新型コロナウイルスが世界中で猛威を振るい日本においても私たちの生活や経済に大きな影響を及ぼしました。必要な医療体制の確保や介護事業所の感染予防策に努めるなか、2021年2月より待望の新型コロナウイルスワクチンの接種が開始されました。しかし必要な医療器具やワクチンの供給体制はまだ完全には確保できておらず、ワクチンを接種できる人や業種には優先順位が設けられています。介護が必要な高齢者や介護従事者がワクチン接種を受けられる時期はどれくらいを想定しているのかを見てみましょう。

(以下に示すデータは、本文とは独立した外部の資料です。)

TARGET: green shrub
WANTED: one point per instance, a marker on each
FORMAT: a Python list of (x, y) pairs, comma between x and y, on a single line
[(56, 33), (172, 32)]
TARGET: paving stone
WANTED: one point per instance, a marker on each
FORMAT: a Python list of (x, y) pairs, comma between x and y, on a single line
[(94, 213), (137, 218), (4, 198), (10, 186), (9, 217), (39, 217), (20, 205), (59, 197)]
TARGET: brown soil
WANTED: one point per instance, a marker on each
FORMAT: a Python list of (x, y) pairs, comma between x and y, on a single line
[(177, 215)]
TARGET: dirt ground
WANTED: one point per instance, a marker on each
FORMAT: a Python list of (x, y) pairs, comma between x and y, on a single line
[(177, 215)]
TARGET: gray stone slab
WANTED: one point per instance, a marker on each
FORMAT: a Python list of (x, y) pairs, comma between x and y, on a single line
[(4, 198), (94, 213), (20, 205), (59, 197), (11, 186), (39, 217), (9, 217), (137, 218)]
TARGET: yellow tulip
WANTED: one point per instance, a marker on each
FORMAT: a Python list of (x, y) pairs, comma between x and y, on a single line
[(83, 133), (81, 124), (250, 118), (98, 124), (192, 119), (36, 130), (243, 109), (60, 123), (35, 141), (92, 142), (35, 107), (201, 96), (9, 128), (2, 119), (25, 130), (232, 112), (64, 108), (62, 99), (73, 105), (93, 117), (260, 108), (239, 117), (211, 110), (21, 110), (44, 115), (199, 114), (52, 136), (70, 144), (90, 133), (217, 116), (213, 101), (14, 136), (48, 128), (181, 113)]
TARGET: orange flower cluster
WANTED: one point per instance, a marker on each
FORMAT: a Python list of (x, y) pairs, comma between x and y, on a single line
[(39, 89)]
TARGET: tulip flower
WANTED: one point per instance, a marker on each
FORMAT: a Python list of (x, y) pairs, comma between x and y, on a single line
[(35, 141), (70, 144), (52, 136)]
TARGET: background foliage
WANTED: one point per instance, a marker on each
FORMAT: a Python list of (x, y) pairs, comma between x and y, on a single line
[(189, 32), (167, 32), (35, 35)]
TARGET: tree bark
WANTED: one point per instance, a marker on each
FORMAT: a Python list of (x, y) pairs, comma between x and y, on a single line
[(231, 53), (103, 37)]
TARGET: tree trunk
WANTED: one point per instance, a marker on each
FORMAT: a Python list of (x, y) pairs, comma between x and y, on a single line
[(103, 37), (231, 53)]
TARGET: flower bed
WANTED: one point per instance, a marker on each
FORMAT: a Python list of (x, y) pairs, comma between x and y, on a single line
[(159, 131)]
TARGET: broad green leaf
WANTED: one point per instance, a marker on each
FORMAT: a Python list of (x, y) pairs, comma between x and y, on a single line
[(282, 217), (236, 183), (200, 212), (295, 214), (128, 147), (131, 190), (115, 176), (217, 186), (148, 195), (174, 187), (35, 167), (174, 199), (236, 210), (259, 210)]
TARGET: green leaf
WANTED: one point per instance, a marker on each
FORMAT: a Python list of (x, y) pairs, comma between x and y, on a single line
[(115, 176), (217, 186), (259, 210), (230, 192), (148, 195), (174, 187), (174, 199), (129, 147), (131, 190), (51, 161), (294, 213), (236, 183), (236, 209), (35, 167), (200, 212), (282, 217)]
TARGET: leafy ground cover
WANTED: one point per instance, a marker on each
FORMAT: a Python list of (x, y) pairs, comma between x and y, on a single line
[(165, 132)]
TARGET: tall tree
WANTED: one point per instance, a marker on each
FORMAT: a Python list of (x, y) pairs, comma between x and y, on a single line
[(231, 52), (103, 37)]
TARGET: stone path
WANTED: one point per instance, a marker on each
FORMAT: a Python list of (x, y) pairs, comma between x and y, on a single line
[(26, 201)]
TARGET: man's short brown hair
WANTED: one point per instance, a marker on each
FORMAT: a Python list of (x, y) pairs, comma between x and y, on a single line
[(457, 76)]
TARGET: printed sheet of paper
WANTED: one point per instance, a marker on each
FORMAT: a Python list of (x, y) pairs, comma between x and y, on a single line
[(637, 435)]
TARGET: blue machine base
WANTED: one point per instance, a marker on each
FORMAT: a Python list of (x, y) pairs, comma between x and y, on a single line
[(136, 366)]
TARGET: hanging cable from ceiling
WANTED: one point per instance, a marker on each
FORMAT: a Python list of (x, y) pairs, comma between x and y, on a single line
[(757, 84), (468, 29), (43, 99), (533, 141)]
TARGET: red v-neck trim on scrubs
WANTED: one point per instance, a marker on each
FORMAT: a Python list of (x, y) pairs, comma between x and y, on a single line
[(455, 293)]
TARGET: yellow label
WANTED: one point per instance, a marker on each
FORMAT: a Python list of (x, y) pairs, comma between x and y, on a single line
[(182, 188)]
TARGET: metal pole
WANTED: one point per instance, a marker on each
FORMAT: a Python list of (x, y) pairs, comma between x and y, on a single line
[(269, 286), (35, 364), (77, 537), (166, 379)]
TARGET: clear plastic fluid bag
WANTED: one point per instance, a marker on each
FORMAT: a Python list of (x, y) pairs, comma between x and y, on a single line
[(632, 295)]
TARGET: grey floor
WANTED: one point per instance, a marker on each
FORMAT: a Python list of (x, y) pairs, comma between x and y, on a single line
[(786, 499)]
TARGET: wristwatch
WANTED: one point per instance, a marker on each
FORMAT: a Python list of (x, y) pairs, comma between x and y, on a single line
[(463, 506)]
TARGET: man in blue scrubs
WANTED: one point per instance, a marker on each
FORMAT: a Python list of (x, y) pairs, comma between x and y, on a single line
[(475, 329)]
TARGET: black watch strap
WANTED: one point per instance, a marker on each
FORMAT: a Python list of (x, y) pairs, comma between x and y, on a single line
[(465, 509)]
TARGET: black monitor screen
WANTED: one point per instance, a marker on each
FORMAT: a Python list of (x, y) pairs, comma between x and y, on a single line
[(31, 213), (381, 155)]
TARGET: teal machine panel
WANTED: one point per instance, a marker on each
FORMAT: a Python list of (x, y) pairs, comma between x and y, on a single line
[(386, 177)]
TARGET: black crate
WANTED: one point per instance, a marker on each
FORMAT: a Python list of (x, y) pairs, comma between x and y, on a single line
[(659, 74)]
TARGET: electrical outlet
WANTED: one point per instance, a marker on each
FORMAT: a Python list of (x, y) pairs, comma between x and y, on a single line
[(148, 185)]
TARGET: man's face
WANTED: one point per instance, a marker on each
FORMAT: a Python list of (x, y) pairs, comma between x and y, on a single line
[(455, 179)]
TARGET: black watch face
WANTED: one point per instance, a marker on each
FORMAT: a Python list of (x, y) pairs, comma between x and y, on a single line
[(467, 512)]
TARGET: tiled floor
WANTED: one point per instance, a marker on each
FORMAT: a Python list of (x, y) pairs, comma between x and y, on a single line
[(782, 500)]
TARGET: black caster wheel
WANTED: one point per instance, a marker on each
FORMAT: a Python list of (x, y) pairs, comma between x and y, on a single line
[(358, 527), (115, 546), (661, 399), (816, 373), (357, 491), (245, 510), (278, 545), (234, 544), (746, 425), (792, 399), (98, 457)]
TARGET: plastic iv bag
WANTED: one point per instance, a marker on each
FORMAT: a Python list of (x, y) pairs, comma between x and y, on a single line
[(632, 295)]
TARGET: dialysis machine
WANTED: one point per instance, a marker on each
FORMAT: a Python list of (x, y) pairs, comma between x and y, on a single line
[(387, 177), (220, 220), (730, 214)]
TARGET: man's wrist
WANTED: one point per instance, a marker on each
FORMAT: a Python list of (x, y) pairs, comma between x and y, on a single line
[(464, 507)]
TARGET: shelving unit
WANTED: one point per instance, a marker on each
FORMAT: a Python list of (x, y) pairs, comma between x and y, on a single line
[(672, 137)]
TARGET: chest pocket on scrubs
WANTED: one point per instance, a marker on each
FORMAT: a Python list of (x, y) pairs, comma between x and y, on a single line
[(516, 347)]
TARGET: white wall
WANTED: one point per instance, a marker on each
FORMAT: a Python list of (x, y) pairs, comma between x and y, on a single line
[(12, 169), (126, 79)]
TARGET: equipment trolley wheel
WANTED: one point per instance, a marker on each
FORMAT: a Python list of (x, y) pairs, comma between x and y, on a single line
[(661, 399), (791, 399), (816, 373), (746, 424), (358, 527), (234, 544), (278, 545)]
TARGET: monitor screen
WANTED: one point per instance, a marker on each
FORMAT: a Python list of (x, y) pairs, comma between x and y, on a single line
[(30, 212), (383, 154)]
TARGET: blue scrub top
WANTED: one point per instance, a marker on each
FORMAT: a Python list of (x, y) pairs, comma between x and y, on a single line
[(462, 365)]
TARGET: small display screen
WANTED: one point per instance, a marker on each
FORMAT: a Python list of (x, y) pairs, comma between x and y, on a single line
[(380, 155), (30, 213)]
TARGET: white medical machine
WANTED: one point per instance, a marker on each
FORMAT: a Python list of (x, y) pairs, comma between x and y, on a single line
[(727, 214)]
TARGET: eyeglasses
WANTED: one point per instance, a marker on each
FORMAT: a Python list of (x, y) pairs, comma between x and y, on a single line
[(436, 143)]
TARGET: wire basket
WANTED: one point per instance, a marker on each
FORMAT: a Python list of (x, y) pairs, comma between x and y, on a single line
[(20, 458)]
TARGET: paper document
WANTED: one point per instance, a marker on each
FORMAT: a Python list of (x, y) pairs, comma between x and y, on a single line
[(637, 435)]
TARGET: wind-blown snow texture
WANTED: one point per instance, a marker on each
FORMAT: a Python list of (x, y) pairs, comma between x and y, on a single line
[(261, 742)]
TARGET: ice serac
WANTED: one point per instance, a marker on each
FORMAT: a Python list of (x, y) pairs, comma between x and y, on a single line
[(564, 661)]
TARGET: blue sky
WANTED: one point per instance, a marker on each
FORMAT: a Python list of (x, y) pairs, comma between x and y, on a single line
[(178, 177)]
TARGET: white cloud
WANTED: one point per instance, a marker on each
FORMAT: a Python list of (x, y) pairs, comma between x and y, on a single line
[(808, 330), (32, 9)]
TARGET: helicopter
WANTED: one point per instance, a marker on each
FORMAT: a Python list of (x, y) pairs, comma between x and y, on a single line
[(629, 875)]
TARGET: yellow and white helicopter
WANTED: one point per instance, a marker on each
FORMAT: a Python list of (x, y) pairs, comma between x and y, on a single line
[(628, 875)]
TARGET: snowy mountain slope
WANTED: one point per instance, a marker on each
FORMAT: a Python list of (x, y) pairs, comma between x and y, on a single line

2021年2月から新型コロナウイルスのワクチン接種開始

新型コロナウイルス感染症は未だに世界中を混乱に陥れており、有効なワクチンの開発が急務となっています。その中でアメリカのファイザー社ワクチンの有効性が認められるとともに国内においても使用が承認され、2021年2月17日から待望のワクチン接種が始まりました。(接種する日に16歳以上の方が対象です)しかし注射器などの医療器具や供給体制はまだ万全ではなく、全国民がワクチンを接種できるには時間がかかると見られています。

新型コロナウイルスワクチンの有効性

今現在、日本国内で使用が承認されているのはアメリカのファイザー社のワクチンです。このワクチンは、新型コロナウイルスの感染の発症を予防する効果があるとされており、その予防効果は約95%であるとの報告がされています。ワクチンが効果を発揮するためには2回の接種を受ける必要があり、2回目の接種から約7日後以降に効果が出るとされています。
しかし、まだ十分な臨床データが出揃っていないワクチンでもありますので詳細なデータはまだまだ不透明な部分も多く、ワクチンを接種したから大丈夫という認識ではなく常日頃からの小まめな手洗いや頻回に触れる箇所の消毒、密を避けるといった標準的な感染予防策に努めることが大切です。

高齢者や介護従事者のワクチン接種の時期

まだ供給体制が万全ではない新型コロナウイルスのワクチンは、接種するべき業種や対象者によって優先順位が設けられています。2021年2月から始まったワクチン接種は医療従事者等を対象とした「先行接種」です。医療従事者等が先行でワクチンを接種する理由として以下とされています。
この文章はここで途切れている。